The state’s $211 million advertising campaign to promote economic development programs and attract businesses to the state has not produced any “tangible results” in terms of generating new jobs and business for the state, an audit from Comptroller Tom DiNapoli’s office found.

The long-awaited audit, released on Monday, critiqued the advertising campaign from Empire State Development Corp., which has had a near ubiquitous presence on cable television over the last several years.

Critics of Gov. Andrew Cuomo’s administration had seized on the campaign — which aired both here in New York and in other states — as a back-door way of promoting the governor, though Cuomo himself by law cannot appear in the state-founded ads.

The advertising campaign has not shown any ability to boost job growth in the state or attract new businesses.

ESDC itself has insisted to the comptroller’s office that the program shouldn’t be measured against goals set for the various ecnoomic development programs, while the advertising was not intended to “directly produce positive economic benefits.’

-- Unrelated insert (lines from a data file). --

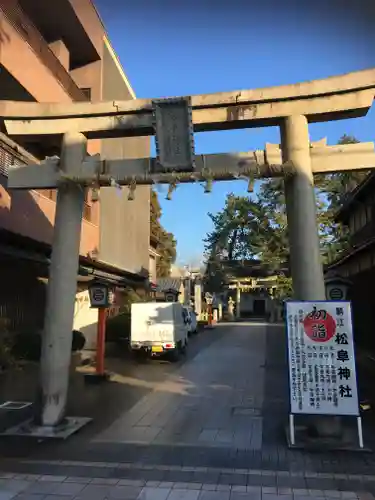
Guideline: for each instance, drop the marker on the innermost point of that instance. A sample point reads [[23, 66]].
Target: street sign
[[101, 295], [322, 371], [336, 293], [174, 138]]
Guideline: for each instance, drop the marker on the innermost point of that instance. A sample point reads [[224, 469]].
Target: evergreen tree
[[257, 228]]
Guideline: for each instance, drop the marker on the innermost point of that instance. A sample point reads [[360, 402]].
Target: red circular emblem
[[319, 325]]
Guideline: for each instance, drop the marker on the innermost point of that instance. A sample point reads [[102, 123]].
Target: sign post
[[101, 297], [209, 300], [322, 371]]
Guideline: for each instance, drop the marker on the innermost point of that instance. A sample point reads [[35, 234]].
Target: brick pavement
[[191, 437]]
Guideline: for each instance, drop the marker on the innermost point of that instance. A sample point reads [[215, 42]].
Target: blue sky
[[180, 48]]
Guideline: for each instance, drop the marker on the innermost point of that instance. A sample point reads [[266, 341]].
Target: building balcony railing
[[31, 35], [13, 156]]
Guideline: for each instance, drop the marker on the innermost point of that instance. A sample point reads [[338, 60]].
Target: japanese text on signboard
[[321, 358]]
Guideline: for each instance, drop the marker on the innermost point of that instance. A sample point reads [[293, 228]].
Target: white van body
[[158, 328]]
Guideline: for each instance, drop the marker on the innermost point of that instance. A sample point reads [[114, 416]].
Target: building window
[[369, 212], [87, 92]]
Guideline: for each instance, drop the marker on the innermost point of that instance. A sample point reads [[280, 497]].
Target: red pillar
[[209, 307], [100, 343]]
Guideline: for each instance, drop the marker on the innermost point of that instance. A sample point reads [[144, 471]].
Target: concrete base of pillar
[[97, 378], [304, 440], [28, 429]]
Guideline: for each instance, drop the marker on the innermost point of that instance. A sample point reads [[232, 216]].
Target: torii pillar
[[306, 263], [305, 259]]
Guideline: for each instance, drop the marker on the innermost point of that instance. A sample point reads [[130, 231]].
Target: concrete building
[[60, 52], [357, 264]]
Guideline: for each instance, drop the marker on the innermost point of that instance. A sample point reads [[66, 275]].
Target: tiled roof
[[169, 284]]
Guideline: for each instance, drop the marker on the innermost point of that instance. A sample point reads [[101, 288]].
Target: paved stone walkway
[[212, 430], [214, 400]]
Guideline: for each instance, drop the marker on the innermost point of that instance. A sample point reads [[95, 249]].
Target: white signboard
[[322, 373]]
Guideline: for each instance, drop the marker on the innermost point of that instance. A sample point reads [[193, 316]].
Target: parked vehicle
[[158, 329], [192, 323]]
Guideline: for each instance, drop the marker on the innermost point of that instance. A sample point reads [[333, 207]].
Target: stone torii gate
[[291, 107]]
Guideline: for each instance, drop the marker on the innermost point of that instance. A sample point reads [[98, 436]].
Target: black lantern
[[171, 295], [101, 294], [337, 287]]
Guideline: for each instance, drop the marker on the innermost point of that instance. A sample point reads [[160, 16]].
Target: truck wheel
[[184, 348], [139, 356], [175, 355]]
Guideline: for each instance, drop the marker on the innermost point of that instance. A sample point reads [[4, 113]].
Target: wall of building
[[128, 246], [24, 64]]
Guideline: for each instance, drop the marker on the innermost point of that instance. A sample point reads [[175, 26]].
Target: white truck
[[158, 328]]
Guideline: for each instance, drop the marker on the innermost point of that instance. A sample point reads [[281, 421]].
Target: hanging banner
[[322, 372]]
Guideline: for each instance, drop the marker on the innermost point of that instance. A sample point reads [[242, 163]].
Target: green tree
[[166, 243], [257, 228]]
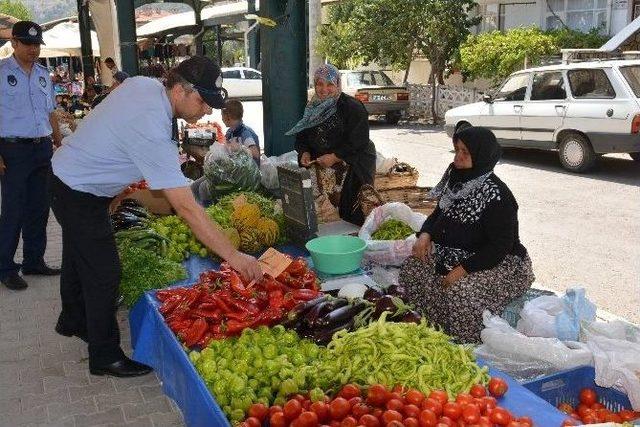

Still, DiNapoli’s office found the efforts measure the effectiveness of the program are not strong enough given the cost of the campaign.

“When government spends hundreds of millions of taxpayer dollars to send a message that New York is a place to visit and open for business, it should have clear objectives and show the public actual results,” DiNapoli said in a statement. “ESDC’s attempts to measure the results of this advertising campaign were weak at best, leaving real questions about whether the results justify the cost.”

The impact of the economic development advertising was singled out for concern: ESDC had received more than 18,000 applications for state-backed support, but only 10 percent of those businesses that applied were actually eligible.

Overall, auditors pegged the amount of advertising money spent for each promised job to be created at $25,000.

Updated: ESD responds.

“It’s disappointing that the Comptroller’s Office, which spent close to a year on this audit, has chosen to ignore every metric put into place to measure the effectiveness and impact of the multiple advertising campaigns run by ESD. The facts, as confirmed by ongoing independent quantitative research, show our efforts have made great strides in improving perceptions of New York State, creating greater awareness of our economic development programs, increasing the perception that New York is a good or excellent place to do business by 122 percent among executives from out of state, as well as attracting more tourists to spend their vacations here. Despite these glaring omissions, the Comptroller’s primary finding was that ESD has effectively managed this contract. We agree.”